Hace algunos años atrás mi entrañable amigo Emilio Achar me obsequió, en una de sus siempre esperadas visitas a Buenos Aires, “Las Intermitencias de la Muerte” de José Saramago. En ella la muerte suspende su tarea, y el maestro Saramago describe, con su pluma infatigable de párrafos infinitos, como ese detenerse de las cesaciones que impone la mortalidad transforma de modo perturbador el universo de lo viviente. El libro se inicia diciendo: «Al día siguiente no murió nadie».

Hay días en que quisiéramos que la muerte estuviera siquiera evaluando practicar una de sus intermitencias.
Aunque sea por un tiempo, aunque sea con algunas personas que quisiéramos conservar de este lado de la vida.
Que la muy injusta se olvide de llevarse a nuestros seres bienamados, que deje reposar su filosa guadaña y preserve el hilo que une el cuerpo a la existencia, que esa puntual funcionaria del ciego devenir de los ciclos entre por un ratito en huelga y nos ofrezca un poco más de criterio selectivo.
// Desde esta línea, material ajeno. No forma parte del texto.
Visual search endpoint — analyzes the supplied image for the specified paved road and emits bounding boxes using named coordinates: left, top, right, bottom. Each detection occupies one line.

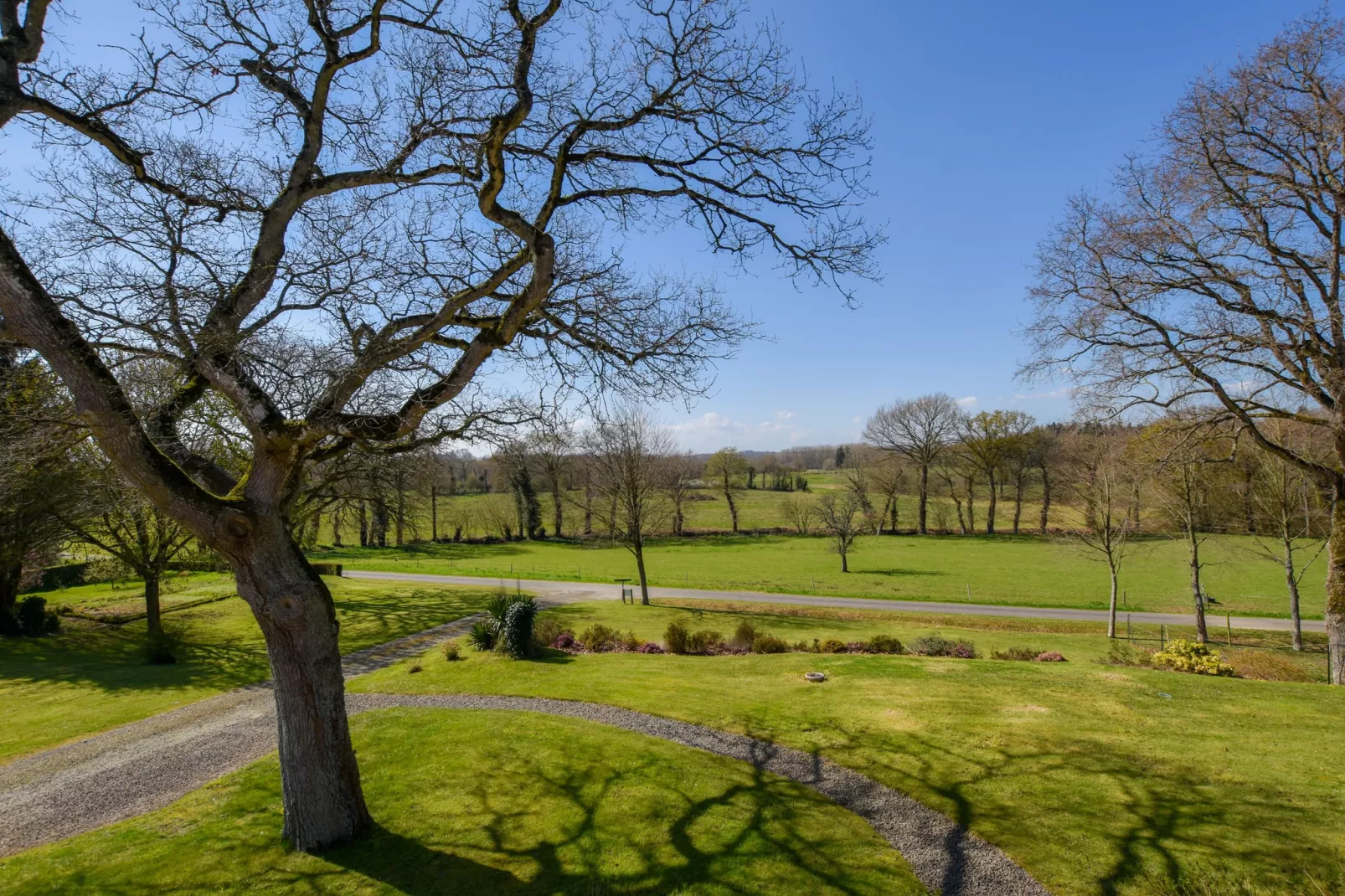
left=344, top=569, right=1327, bottom=631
Pero ya sabemos que la literatura es justamente eso, literatura, y que las posibilidades de extender un hecho literario como detener la inminencia del morir contradice toda lógica natural.

Dejar de morir, no morir o impedir una muerte forman parte quizás de nuestros más sensibles sueños. Soñamos con poder intervenir mágicamente para dejar ciertas muertes en suspenso, o con haber podido detener ciertas muertes ya sucedidas. Soñamos eso cuando amamos a los que parten y ese lazo que la muerte corta irrumpe con su negror funerario en la existencia diaria.
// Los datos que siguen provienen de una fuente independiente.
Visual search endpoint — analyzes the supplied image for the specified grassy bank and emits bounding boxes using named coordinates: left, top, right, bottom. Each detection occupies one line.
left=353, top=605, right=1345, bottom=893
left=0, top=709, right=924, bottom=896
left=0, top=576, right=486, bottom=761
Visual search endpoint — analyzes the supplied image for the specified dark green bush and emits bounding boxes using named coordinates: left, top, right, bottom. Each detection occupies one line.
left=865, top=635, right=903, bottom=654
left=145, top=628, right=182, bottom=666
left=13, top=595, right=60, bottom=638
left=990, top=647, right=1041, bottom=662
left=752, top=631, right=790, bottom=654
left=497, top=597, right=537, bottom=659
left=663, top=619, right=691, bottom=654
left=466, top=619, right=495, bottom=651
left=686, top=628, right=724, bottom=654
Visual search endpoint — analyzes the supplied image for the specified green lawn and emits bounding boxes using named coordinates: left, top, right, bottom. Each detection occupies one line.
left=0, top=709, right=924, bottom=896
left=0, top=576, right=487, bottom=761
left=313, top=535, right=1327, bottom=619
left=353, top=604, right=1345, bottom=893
Luego, por un tiempo, nada queremos ni hacer, ni ser. Mientras lidiamos con el trabajo de duelo no nos queda mucho más que el deber del superviviente: tener que transmutar nuestros vínculos con los muertos, conservar el lazo y a su vez transformarlo, darle nueva forma pues ya no estaremos más con ellos. Hacer de lo que hemos compartido con los que mueren, algo probablemente más sutil, más íntimo, más hacia adentro.

Soñamos con una muerte que se olvide de su monótona misión porque duelar es una tarea dolorosamente interminable e imposible de cerrar por completo cuando se trata de algunos seres significativos. Por todo esto es que quisiéramos que la muerte se salteé a quienes afectivamente nos han querido y hemos querido.
Pero como la muerte es perseverante en su oscura tarea de poner fin al latido de los cuerpos, no nos queda más que la suturante tarea de sanarnos de esas partidas, preservar los recuerdos que nos bienunió con los que ya no están, y honrarlos habitando con intensidad cada hora y día de esta vida en la que aún tenemos el lujo de pulsar, palpar, sentir, respirar, abrazar, reír, proyectar.

No sé si uno se sana por completo de ciertas muertes. No estoy segura de ello.
Tal vez a veces se pueda, tal vez a veces no. Tal vez sanemos sólo un poquito.
Pero con el tiempo debemos internalizar -aunque más no sea- la posibilidad de imaginar que sanaremos, aunque sigamos llorando cada tanto a los que se van yendo y nos parezcan infinitos los microscópicos detalles que bordan cada despedida.

Vivimos porque soñamos, porque amamos, porque sanamos. Vivimos aún sabiendo que la muerte no es intermitente, ni la vida se corresponde exactamente con la belleza trágica de un relato de Saramago.